Schrafft kept the C-3 coupe until 1958, when it was sold to Henry Desormeau who owned the car for 41 years. Desormeau eventually began a restoration that included repainting the car in the classic Cunningham colors of white with blue stripes. The restoration was incomplete when Desormeau sold the car to the current owner shortly before Desormeau passed away in 1999.
The current owner completed an exacting restoration of the Cunningham C-3 West Palm Beach Coupe, to the specification as delivered by Cunningham to the second owner Schrafft, and was providentially aided by access to one of the three original Cunningham C-2R competition cars. The unique C-3 coupe was painted again to show-quality standards in the Cunningham colors. The coupe was fitted with racing-style bumpers; the original bumpers are also provided with the car. The interior was restored with the bucket seats fitted for Schrafft and other interior surfaces recovered in colors more suitable to the white and blue exterior than the original two-tone tan leather. Original panels were used as patterns and are provided with the car. The original, decorative chrome ‘spears’ seen in the period photographs have also been refinished and go with the car.

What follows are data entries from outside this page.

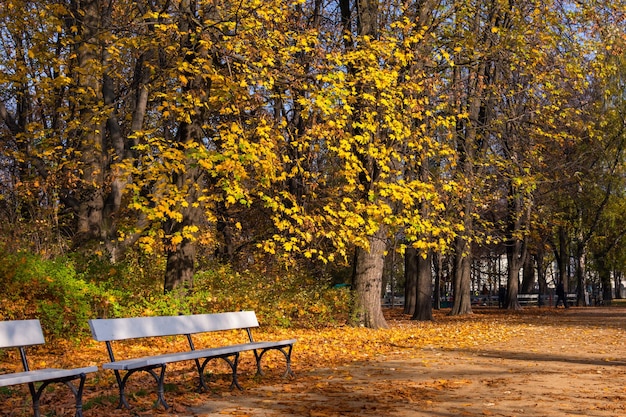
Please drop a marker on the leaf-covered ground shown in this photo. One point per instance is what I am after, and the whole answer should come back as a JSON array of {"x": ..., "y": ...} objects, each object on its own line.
[{"x": 536, "y": 362}]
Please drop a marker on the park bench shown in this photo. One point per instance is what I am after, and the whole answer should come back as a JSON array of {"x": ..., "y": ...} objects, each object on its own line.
[
  {"x": 110, "y": 330},
  {"x": 22, "y": 334}
]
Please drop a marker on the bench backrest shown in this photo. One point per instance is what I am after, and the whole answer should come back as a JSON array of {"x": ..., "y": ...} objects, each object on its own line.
[
  {"x": 136, "y": 327},
  {"x": 17, "y": 333}
]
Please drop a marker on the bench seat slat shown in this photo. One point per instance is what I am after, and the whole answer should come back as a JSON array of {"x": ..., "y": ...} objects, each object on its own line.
[
  {"x": 138, "y": 327},
  {"x": 147, "y": 361},
  {"x": 16, "y": 333},
  {"x": 41, "y": 375}
]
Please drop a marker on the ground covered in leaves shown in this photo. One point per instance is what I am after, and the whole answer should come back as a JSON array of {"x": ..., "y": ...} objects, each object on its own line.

The Cunningham C-3 West Palm Beach Coupe has been preserved to the highest mechanical standard, with its Chrysler hemi engine retaining the original Cunningham log manifold with four Zenith carburetors, driven through the Cadillac three-speed transmission and live rear axle. The car is in excellent working order in every respect.
The sixth Cunningham built, this unique C-3 West Palm Beach Coupe was intended to introduce the ‘full-bore’ C-2R ethos to the company’s customers. It has fascinating, unbroken ownership history and comprehensively documented build specifications including its factory modifications. As the missing link between Cunningham’s competition and road car production, 5206X has been identified as the ‘holy grail’ within the tight circle of Cunningham aficionados. The car represents the founders’ infamous performance values in its most unadulterated form and, as such, would prove to be an exciting and attention-grabbing event car. Not to mention that it is an absolute blast to drive!
* Carl Kiekhaefer’s brief ownership of 5206 ended when he traded the C-3
West Palm Beach-built coupe back to Cunningham in exchange for the first Vignale-bodied C-3 finished in Italy, which was also numbered s/n 5206.
The duplicate assignment of s/n 5206 to two, different Cunningham sports cars may have been done in the day for tax purposes. This automobile is irrefutably the sixth Cunningham sports car constructed and assigned s/n 5206 upon construction. Cunningham historians are in agreement that the suffix ‘X’ was later assigned to the C-3 West Palm Beach coupe to differentiate the two cars.